Amaral then instructed me to place my hands gently above my surgery scar in an attempt to comfort and sooth the area, but at the same time to also release fear and regain trust. As I did this, my body again began to jolt involuntarily. This jerking went on for the remainder of our session and then it all came to a calm stop. When I asked why I was writhing uncontrollably, he shared that it was because the energy was literally leaving my body and it feels so aggressive because that energy was confined to such a tight space for long — like a can of soda after it’s been shaken up.
After the work was done, I lay there until I was able to sit up. I felt a bit alarmed at first because I was extremely lightheaded and dizzy, but Amaral assured me this was normal after moving such enormous amounts of energy around. In the end, I simply felt good. I felt lighter. It was literally like a weight had been lifted off my shoulders — not a drastic difference but different none the less.
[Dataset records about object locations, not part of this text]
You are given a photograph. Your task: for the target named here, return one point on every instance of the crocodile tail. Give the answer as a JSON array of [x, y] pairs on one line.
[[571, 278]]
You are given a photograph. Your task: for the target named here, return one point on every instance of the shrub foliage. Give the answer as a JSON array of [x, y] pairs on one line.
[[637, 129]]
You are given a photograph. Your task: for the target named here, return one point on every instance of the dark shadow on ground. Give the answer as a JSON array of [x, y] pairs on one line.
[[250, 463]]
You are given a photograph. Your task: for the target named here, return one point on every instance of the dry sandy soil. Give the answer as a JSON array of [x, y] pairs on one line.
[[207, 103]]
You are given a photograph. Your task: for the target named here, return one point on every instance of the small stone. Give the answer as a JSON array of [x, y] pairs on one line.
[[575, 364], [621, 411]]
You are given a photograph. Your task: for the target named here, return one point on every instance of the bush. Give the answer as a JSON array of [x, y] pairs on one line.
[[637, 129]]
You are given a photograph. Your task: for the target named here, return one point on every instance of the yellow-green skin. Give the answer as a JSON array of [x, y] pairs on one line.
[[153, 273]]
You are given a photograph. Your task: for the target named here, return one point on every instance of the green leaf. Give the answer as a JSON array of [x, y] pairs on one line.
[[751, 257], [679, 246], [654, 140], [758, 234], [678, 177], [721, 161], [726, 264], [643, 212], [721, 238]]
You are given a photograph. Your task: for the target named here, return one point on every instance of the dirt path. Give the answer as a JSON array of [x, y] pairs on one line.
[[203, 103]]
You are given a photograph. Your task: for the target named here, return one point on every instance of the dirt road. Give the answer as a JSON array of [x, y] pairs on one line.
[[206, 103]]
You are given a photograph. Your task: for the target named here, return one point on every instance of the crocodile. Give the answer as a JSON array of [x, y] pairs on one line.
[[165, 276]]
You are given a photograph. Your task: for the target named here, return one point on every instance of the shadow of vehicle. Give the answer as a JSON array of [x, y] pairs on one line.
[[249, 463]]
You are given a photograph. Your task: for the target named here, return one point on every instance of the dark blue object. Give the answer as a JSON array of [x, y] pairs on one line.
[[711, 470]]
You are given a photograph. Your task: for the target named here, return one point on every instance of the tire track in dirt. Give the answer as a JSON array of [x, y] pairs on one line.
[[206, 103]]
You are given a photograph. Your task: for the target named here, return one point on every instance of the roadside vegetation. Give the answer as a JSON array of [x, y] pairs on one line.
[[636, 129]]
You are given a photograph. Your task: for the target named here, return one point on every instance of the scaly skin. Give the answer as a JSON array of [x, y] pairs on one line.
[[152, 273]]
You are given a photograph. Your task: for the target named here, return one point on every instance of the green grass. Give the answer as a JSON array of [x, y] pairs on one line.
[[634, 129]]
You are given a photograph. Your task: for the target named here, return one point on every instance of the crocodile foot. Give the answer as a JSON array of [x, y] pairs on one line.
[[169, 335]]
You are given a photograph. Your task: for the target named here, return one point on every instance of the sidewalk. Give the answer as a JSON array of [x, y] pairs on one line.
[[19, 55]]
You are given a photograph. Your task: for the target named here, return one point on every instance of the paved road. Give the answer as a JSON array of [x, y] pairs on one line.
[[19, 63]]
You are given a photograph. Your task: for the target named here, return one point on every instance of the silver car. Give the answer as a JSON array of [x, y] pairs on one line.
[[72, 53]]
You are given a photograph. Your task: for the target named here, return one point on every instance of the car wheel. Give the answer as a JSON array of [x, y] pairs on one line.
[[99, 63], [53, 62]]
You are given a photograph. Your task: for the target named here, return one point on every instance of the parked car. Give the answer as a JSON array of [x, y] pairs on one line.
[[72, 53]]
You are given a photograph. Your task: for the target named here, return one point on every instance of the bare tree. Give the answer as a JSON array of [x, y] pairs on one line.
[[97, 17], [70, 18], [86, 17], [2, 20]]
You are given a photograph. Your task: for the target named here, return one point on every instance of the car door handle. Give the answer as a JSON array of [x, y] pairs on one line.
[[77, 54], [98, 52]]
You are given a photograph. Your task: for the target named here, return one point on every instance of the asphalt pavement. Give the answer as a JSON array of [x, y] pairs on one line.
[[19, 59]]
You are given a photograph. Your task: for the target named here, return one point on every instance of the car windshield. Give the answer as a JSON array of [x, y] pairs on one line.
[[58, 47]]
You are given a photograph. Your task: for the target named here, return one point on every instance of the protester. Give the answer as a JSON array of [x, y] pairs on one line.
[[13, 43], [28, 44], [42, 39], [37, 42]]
For me, it was a dynamic experience. Since my session, I’ve felt good. I haven’t noticed more involuntary movement. I simply feel lighter and less tense.
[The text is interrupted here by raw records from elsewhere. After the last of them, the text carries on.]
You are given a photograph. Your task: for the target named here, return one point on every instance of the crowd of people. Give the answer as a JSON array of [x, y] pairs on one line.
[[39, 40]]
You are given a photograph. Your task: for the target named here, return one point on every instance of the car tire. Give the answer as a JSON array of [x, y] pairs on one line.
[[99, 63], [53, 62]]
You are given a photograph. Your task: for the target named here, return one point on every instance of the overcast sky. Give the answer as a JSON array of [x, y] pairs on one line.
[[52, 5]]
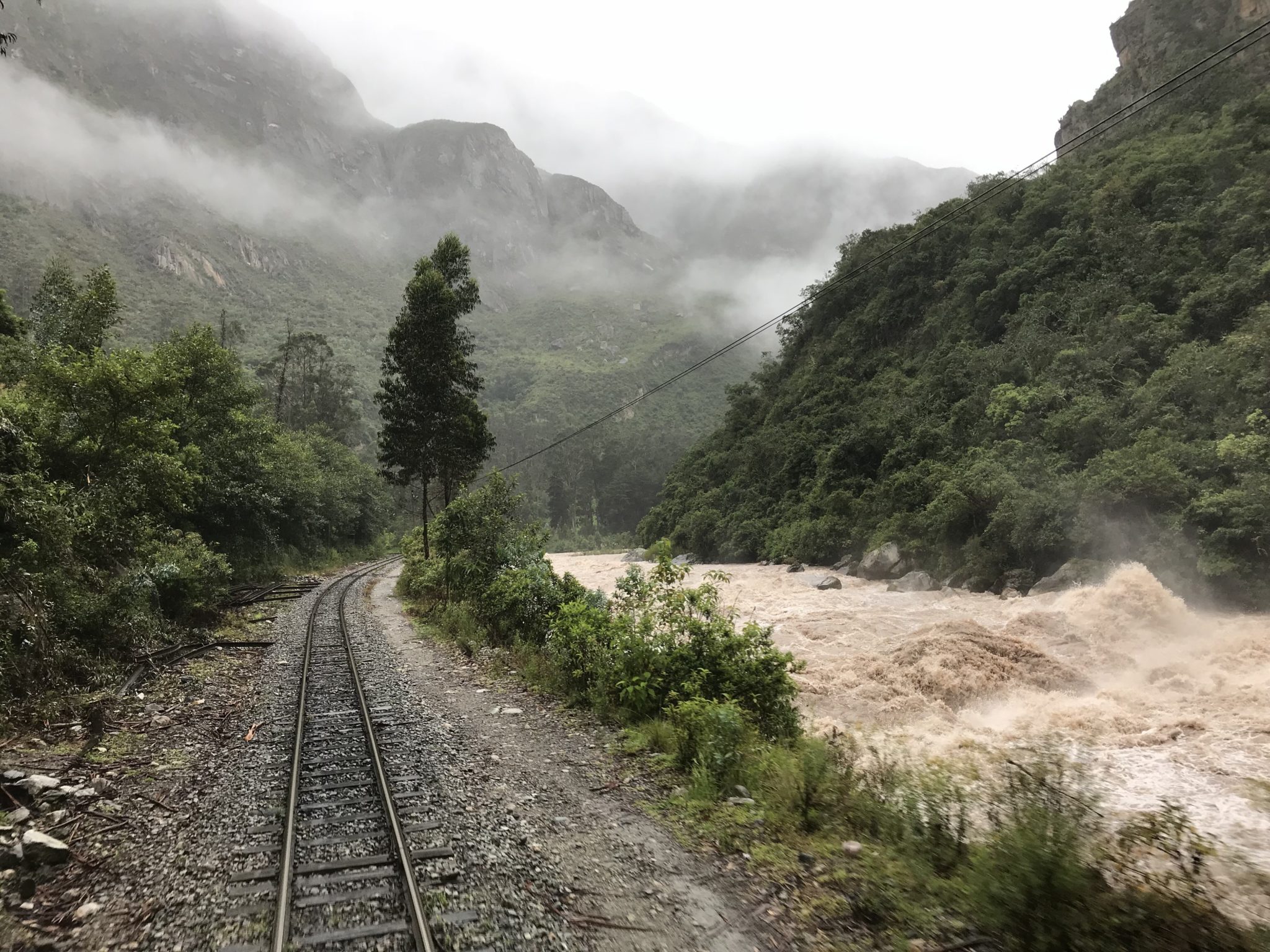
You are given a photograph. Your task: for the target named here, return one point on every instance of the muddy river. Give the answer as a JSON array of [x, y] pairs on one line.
[[1162, 701]]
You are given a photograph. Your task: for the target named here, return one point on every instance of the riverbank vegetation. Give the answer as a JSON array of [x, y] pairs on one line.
[[871, 851], [136, 483], [1075, 367]]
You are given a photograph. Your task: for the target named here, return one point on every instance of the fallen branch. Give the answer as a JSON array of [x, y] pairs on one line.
[[156, 803], [598, 922], [963, 943]]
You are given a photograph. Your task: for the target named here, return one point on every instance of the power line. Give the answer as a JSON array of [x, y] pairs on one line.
[[1100, 128]]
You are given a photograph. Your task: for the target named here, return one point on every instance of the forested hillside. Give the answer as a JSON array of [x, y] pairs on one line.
[[218, 162], [1078, 367], [135, 484]]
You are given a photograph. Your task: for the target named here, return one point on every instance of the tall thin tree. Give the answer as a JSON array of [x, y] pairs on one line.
[[433, 431]]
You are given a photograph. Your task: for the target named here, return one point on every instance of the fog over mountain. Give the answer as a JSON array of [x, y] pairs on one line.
[[218, 161]]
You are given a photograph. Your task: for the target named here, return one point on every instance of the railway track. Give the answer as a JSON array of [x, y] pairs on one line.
[[353, 845]]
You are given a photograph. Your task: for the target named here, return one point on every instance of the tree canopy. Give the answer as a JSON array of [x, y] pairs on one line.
[[433, 431]]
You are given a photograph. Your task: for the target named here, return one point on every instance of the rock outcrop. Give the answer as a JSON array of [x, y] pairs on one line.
[[1156, 40], [1076, 571], [915, 582], [882, 563]]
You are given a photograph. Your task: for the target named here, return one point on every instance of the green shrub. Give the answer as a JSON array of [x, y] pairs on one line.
[[187, 576], [1032, 883], [578, 645], [798, 783], [460, 626], [710, 741]]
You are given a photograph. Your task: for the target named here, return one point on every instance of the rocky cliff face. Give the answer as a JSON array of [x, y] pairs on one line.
[[229, 75], [1156, 40]]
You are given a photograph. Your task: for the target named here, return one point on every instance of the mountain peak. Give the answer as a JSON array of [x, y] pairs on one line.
[[1155, 40]]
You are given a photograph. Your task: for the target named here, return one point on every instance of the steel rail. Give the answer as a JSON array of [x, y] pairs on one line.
[[286, 860], [418, 917]]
Merrett’s explanation of the effect sounds similar to the video of what happened to Julianne Hough, but his “energy leaving the body” explanation sounds like BS to me. You can read his intro to that on People, he said it’s based on “scientific principles of energy,” which… no. I did acupuncture a couple of months ago (It wasn’t my first time, but it’s been about 20 years since the last time.) There were two sessions in one for the intro. The first was awesome and relaxing but during the second with more needles I felt sick to my stomach and my neck hurt so bad, even though there were no needles there. The acupuncturist asked me later if I had any old injuries to that area, which blew my mind because I had whiplash about two and a half years ago. I’m not a firm believer and did it on a recommendation, going in as a skeptic. I left convinced that it did something. How does that even work?! I felt really sick from just some needles in my skin. I thought it would release endorphins and make me feel relaxed. There might be something to this energy healing in so much as it’s a wildly overpriced version of eastern medical practices. It could all be power of suggestion definitely, but that is also effective for people and I won’t knock that except for the cost, quackery and pseudoscience. There’s maybe $150 worth of something to this, similar to a massage or an acupuncture session, not 17 times that.